Gazali’nin yazdığı konulardaki hâkimiyetini bilen bilir. Ancak onu tanıma şerefine sahip olmamış, hakkında oradan buradan okuduğu yüzeysel bilgilerle yetinmeye çalışan kişilerin olumsuz tavrı beni derinden üzmüştür. İşin tuhafı son zamanlarda bu derme çatma bilgilerin bazı, işinin hâkimi olmayan akademik çevrelerde rağbet görmesi beni şaşırtmaktadır. Bu modaya ayak uyduran etiket sahibi kişilere ise cidden üzülüyorum. Gereken ciddi ilmi tahkik gösterilmeden başkalarının kitaplarından alıntılar yapılarak bir kişi asla karalanamaz. Biliyorum konuyu biraz dağıtmış olabilirim. Ama şunu da söylemeden geçemeyeceğim. Bu tür kişilerin çalışmalarını ilmi olmaktan çok uzak buluyorum ve akademik camiamıza kalitesizlik getirdiğini düşünüyorum. Bu akademik etikete sahip kişilerin televizyon önünde başka bir konuda aynı saldırıya maruz kalmalarını ise çok manidar buluyorum.

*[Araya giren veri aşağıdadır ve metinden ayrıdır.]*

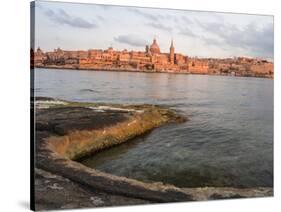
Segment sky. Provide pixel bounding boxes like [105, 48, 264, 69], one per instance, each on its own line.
[31, 1, 274, 60]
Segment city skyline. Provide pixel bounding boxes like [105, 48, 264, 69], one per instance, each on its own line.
[34, 1, 273, 61]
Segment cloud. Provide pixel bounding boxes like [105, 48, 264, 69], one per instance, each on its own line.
[146, 22, 173, 32]
[179, 28, 198, 37]
[40, 6, 98, 29]
[114, 34, 148, 47]
[191, 19, 274, 58]
[128, 8, 161, 21]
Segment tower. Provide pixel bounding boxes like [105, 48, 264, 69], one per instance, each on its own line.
[170, 40, 175, 64]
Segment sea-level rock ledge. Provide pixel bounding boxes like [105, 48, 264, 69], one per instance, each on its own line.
[32, 97, 273, 210]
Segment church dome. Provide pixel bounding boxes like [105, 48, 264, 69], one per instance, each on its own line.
[150, 39, 160, 54]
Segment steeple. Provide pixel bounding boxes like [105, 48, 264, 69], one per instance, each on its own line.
[170, 39, 175, 64]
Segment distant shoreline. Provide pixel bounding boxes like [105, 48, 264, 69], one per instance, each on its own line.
[31, 66, 274, 80]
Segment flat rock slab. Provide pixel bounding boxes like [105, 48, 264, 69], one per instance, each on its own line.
[36, 107, 129, 135]
[35, 169, 150, 210]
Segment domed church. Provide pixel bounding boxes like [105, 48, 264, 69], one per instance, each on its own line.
[149, 38, 160, 54]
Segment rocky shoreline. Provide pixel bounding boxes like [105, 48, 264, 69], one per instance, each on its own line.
[32, 97, 273, 210]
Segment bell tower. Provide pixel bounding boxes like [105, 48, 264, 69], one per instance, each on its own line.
[170, 40, 175, 64]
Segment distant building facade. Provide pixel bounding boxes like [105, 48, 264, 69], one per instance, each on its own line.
[31, 39, 274, 77]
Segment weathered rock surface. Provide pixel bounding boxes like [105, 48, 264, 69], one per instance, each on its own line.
[32, 98, 272, 210]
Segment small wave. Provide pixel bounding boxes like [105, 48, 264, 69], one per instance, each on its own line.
[79, 88, 99, 93]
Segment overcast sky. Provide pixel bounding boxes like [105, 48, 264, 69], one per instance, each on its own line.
[31, 1, 274, 60]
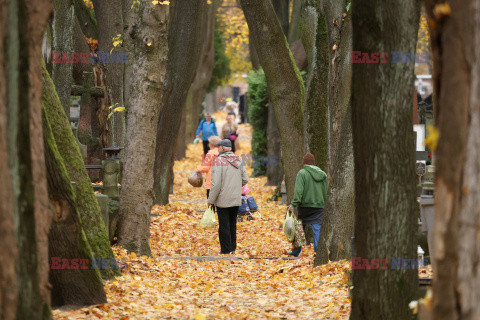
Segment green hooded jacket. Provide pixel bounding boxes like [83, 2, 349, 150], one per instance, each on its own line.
[292, 164, 327, 208]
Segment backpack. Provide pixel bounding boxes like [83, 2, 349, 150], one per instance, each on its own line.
[247, 197, 258, 211]
[238, 196, 250, 213]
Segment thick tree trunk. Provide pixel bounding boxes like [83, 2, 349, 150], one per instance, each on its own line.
[266, 104, 283, 186]
[0, 0, 52, 319]
[93, 0, 125, 147]
[300, 3, 330, 172]
[72, 0, 98, 40]
[42, 64, 119, 279]
[175, 109, 187, 160]
[52, 0, 75, 119]
[42, 94, 107, 306]
[185, 1, 221, 149]
[118, 1, 169, 255]
[312, 1, 355, 265]
[427, 1, 480, 320]
[288, 0, 306, 43]
[153, 0, 207, 205]
[348, 0, 420, 320]
[0, 0, 18, 320]
[240, 0, 304, 202]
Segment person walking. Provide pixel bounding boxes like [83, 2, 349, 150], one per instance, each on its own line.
[207, 139, 248, 254]
[288, 153, 327, 257]
[195, 112, 218, 156]
[222, 114, 238, 153]
[197, 136, 220, 199]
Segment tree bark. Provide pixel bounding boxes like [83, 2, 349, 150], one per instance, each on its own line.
[265, 100, 283, 186]
[42, 63, 120, 279]
[311, 1, 355, 265]
[348, 0, 420, 320]
[240, 0, 305, 202]
[93, 0, 125, 147]
[0, 0, 53, 319]
[42, 91, 107, 306]
[0, 0, 19, 320]
[288, 0, 306, 44]
[185, 0, 221, 151]
[52, 0, 75, 119]
[427, 1, 480, 320]
[153, 0, 207, 205]
[272, 0, 290, 36]
[118, 1, 169, 255]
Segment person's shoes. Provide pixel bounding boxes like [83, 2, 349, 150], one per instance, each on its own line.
[287, 250, 300, 257]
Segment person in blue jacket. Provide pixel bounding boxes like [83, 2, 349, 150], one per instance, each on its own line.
[195, 112, 218, 156]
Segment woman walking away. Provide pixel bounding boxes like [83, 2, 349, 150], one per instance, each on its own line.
[195, 112, 218, 156]
[222, 114, 238, 153]
[288, 153, 327, 257]
[197, 136, 220, 204]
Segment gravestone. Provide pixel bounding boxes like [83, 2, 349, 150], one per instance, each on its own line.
[70, 71, 105, 170]
[95, 193, 110, 238]
[102, 147, 123, 199]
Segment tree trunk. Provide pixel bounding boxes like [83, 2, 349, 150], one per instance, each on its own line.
[93, 0, 125, 147]
[288, 0, 306, 43]
[266, 104, 283, 186]
[185, 1, 221, 150]
[0, 0, 52, 319]
[300, 4, 330, 172]
[153, 0, 207, 205]
[427, 1, 480, 320]
[42, 91, 107, 306]
[175, 109, 187, 160]
[72, 0, 98, 40]
[311, 1, 355, 265]
[42, 64, 120, 279]
[0, 0, 19, 320]
[348, 0, 420, 320]
[52, 0, 75, 119]
[240, 0, 305, 202]
[272, 0, 290, 36]
[118, 1, 169, 255]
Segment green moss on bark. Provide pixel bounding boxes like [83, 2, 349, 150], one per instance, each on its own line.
[42, 62, 120, 279]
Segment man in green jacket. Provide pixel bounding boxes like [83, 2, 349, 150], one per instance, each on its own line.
[288, 153, 327, 257]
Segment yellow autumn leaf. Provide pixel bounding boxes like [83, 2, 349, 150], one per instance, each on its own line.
[425, 126, 440, 152]
[193, 313, 207, 320]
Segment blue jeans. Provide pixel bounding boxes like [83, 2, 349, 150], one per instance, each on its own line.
[292, 223, 322, 256]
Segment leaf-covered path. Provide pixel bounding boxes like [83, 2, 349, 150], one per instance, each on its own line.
[54, 114, 350, 320]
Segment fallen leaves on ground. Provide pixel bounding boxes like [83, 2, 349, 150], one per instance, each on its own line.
[53, 114, 351, 320]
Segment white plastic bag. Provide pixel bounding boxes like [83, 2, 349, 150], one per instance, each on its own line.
[200, 206, 217, 229]
[283, 210, 295, 242]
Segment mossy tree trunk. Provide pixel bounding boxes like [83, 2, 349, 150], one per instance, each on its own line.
[0, 0, 53, 319]
[350, 0, 420, 320]
[426, 0, 480, 320]
[240, 0, 305, 202]
[311, 1, 355, 265]
[153, 0, 206, 205]
[42, 89, 107, 306]
[42, 64, 119, 279]
[118, 1, 170, 255]
[52, 0, 75, 119]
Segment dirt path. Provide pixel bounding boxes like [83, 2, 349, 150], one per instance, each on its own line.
[54, 110, 350, 320]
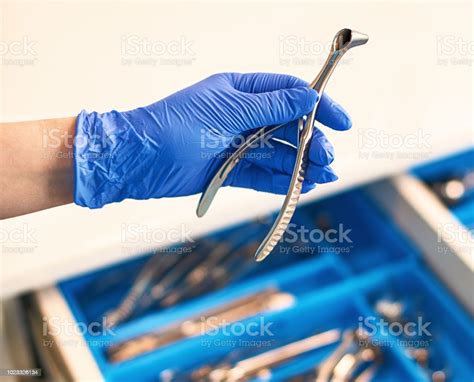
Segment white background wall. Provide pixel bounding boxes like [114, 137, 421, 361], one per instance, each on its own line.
[0, 0, 474, 294]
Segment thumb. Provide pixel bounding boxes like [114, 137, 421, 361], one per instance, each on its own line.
[241, 87, 319, 129]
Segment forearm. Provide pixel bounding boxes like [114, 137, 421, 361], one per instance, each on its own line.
[0, 117, 76, 219]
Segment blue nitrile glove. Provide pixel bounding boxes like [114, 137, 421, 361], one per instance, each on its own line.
[74, 73, 351, 208]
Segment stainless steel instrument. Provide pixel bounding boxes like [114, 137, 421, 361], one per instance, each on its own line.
[196, 29, 368, 261]
[107, 288, 295, 363]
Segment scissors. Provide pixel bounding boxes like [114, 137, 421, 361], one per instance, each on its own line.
[196, 29, 369, 261]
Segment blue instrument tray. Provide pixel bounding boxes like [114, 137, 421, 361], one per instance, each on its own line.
[53, 151, 474, 381]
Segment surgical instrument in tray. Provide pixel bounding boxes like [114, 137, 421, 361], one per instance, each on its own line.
[105, 241, 215, 328]
[197, 29, 368, 261]
[191, 329, 341, 382]
[107, 288, 295, 363]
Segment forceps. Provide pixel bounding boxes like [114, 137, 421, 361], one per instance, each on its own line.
[196, 29, 369, 261]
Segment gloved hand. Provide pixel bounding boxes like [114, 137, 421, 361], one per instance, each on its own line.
[74, 73, 351, 208]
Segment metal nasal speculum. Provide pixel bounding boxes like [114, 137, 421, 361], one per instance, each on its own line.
[196, 29, 369, 261]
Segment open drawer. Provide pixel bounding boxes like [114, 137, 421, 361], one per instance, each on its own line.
[30, 148, 474, 381]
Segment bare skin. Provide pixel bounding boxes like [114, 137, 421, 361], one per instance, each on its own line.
[0, 117, 76, 219]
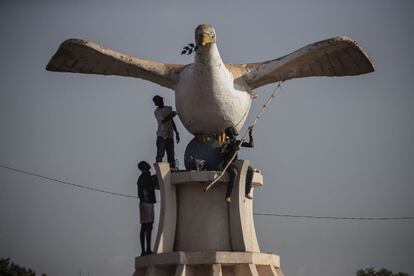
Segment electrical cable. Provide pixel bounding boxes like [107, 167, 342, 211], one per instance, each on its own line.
[0, 164, 414, 221]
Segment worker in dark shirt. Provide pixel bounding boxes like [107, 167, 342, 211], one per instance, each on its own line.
[221, 127, 254, 203]
[137, 161, 156, 256]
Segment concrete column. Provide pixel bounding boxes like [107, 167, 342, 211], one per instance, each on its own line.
[229, 160, 260, 252]
[234, 264, 259, 276]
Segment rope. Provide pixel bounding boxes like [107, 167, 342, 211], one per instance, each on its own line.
[204, 81, 283, 192]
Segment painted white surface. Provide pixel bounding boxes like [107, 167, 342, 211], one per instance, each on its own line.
[175, 43, 251, 134]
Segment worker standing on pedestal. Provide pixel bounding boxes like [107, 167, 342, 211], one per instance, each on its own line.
[137, 161, 156, 256]
[152, 95, 180, 168]
[221, 127, 254, 203]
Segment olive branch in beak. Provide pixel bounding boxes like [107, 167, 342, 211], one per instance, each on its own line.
[181, 43, 198, 55]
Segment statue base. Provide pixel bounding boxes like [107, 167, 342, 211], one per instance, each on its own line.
[133, 251, 284, 276]
[134, 160, 283, 276]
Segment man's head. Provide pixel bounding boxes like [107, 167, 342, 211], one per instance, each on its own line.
[152, 95, 164, 107]
[224, 126, 239, 139]
[138, 161, 151, 171]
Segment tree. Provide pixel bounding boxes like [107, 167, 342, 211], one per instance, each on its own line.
[356, 267, 410, 276]
[0, 258, 47, 276]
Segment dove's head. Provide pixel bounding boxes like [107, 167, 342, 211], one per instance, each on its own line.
[195, 24, 216, 46]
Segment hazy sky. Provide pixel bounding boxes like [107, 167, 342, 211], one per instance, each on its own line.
[0, 0, 414, 276]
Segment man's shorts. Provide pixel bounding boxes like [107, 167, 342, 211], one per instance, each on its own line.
[139, 202, 154, 224]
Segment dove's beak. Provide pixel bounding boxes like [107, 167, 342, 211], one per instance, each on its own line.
[196, 29, 216, 46]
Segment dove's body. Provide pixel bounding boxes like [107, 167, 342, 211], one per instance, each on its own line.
[175, 43, 251, 134]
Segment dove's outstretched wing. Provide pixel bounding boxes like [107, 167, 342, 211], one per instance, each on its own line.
[241, 36, 374, 89]
[46, 39, 185, 90]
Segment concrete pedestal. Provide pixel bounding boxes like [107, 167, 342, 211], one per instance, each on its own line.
[134, 251, 283, 276]
[134, 160, 283, 276]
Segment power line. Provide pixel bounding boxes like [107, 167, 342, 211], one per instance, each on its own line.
[0, 164, 414, 221]
[0, 164, 137, 198]
[253, 213, 414, 220]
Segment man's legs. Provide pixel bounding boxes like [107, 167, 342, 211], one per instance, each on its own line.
[165, 138, 175, 168]
[155, 136, 166, 162]
[245, 166, 254, 199]
[139, 223, 146, 256]
[145, 222, 153, 254]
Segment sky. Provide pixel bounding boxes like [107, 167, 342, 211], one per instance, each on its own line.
[0, 0, 414, 276]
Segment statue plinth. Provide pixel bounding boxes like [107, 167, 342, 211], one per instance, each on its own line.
[134, 160, 283, 276]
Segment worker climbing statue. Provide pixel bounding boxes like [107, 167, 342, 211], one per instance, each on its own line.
[46, 24, 374, 276]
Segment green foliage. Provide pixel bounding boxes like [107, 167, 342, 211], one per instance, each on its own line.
[356, 267, 410, 276]
[0, 258, 47, 276]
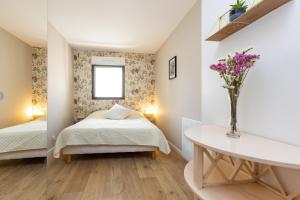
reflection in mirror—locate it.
[0,0,47,200]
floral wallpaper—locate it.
[73,49,155,120]
[32,47,47,111]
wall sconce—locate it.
[144,105,157,124]
[144,105,157,116]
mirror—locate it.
[0,0,47,199]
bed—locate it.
[0,119,47,160]
[54,108,170,162]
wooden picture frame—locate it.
[169,56,177,80]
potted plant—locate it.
[210,48,260,138]
[229,0,248,22]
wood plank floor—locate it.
[47,153,193,200]
[0,158,47,200]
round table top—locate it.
[185,125,300,169]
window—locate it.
[92,65,125,99]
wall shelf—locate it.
[206,0,292,41]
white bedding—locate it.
[54,111,170,158]
[0,120,47,153]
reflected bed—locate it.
[0,119,47,160]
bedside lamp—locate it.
[26,105,45,120]
[144,105,157,123]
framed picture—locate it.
[169,56,177,80]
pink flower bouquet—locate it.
[210,48,260,138]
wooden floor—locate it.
[0,158,46,200]
[47,153,193,200]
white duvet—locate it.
[0,120,47,153]
[54,111,170,158]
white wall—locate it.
[0,28,32,128]
[48,24,73,148]
[156,0,201,148]
[202,0,300,196]
[202,0,300,146]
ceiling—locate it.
[48,0,197,53]
[0,0,47,47]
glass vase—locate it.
[226,89,240,138]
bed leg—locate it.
[151,151,157,160]
[65,155,72,164]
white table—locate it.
[184,125,300,200]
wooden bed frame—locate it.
[0,149,47,160]
[61,145,158,163]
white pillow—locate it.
[104,104,131,119]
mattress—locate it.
[0,120,47,153]
[54,111,170,158]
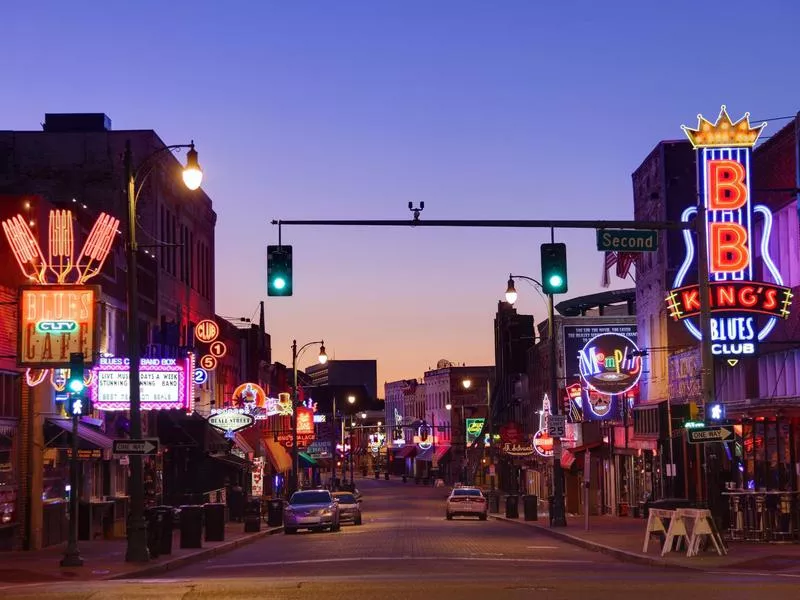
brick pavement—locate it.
[492,511,800,573]
[0,523,282,584]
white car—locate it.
[446,487,489,521]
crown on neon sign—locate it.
[681,104,767,148]
[3,209,119,285]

Alıntı yapmak istediğim kitap “Akidede iktisat (İnançta ölçülü olmak)” adını taşıyor.

“Tartışmayı büyütmeden ve aşırılığa kaçmadan onları Hakk'a (gerçeğe) yöneltmeye çalışılmalıdır. Eğer tartışma büyütülürse ve aşırıya gidilirse, sapıklığın gerekçeleri de arttırılmış olur. Metot bilmeyen kişiler, birçok yanlış bilgilerin, taassup ve aşırılık yüzünden kültürsüz kimselerin kalbinde yer etmesini sağlar. Çünkü bu kimseler, Hakk'ı sert bir tavırla ve hasımlarına dil uzatmak suretiyle ortaya koyarlar. Zayıf hasımlarına, alay ve hakaretle yaklaşırlar. Böylece zayıf hasımların içindeki muhalefet ve inat duygularını kamçılarlar. İçlerinde batıl inançların yerleşmesine sebep olurlar. Sonuç olarak; yanlışlığı açık olan bu batıl inançları yok etmek, güzel davranan âlimler için bir problem olmuştur.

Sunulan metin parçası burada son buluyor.